PEKANBARU - Pemerintah Kota Pekanbaru menegaskan komitmennya memperkuat tata kelola kebersihan lingkungan dengan melibatkan masyarakat secara langsung melalui penguatan peran Lembaga Pengelola Sampah (LPS).

Walikota Pekanbaru Agung Nugroho menyampaikan, bahwa persoalan pengelolaan sampah masih menjadi tantangan besar yang dihadapi hampir seluruh kota di Indonesia, termasuk Pekanbaru.

Menurutnya, meski sejumlah inovasi sistem pengelolaan sampah di Pekanbaru telah menjadi rujukan bagi daerah lain, pemerintah daerah menilai sistem yang berjalan saat ini m asih membutuhkan penyempurnaan dan penyesuaian secara berkelanjutan.

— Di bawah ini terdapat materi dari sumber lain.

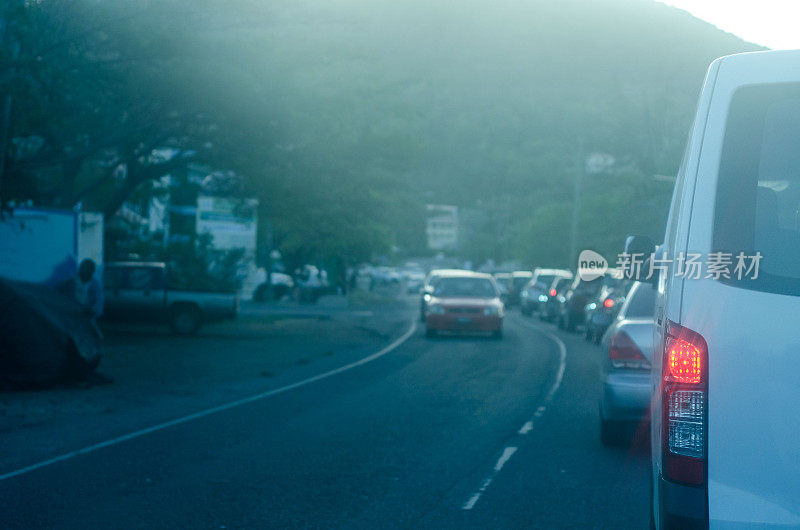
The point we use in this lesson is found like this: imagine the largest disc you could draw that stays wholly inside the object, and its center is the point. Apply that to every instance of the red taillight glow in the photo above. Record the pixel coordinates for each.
(685, 362)
(684, 391)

“Tantangan utama di lapangan adalah membangun kesadaran kolektif di tengah masyarakat. Karena itu, kita membentuk LPS sebagai ujung tombak edukasi sekaligus penanganan kebersihan yang lebih dekat dengan warga," kata Agung, Sabtu (202/6/2026).

Ia menjelaskan, keberadaan LPS diharapkan tidak hanya berfungsi dalam aspek teknis pengelolaan sampah, tetapi juga menjadi penggerak perubahan perilaku masyarakat terhadap kebersihan lingkungan.

Pemko Pekanbaru menilai penguatan peran LPS menjadi bagian dari strategi membangun sistem pengelolaan sampah berbasis partisipasi masyarakat. Dengan pendekatan dari tingkat lingkungan dan keterlibatan warga secara langsung, pemerintah berharap pengawasan, edukasi, serta penanganan persoalan sampah dapat dilakukan lebih cepat dan efektif.

Langkah tersebut juga menjadi bagian dari upaya mewujudkan tata kelola kebersihan yang lebih berkelanjutan di Kota Pekanbaru, sekaligus mendorong terbentuknya budaya menjaga kebersihan yang dimulai dari lingkungan terdekat masyarakat.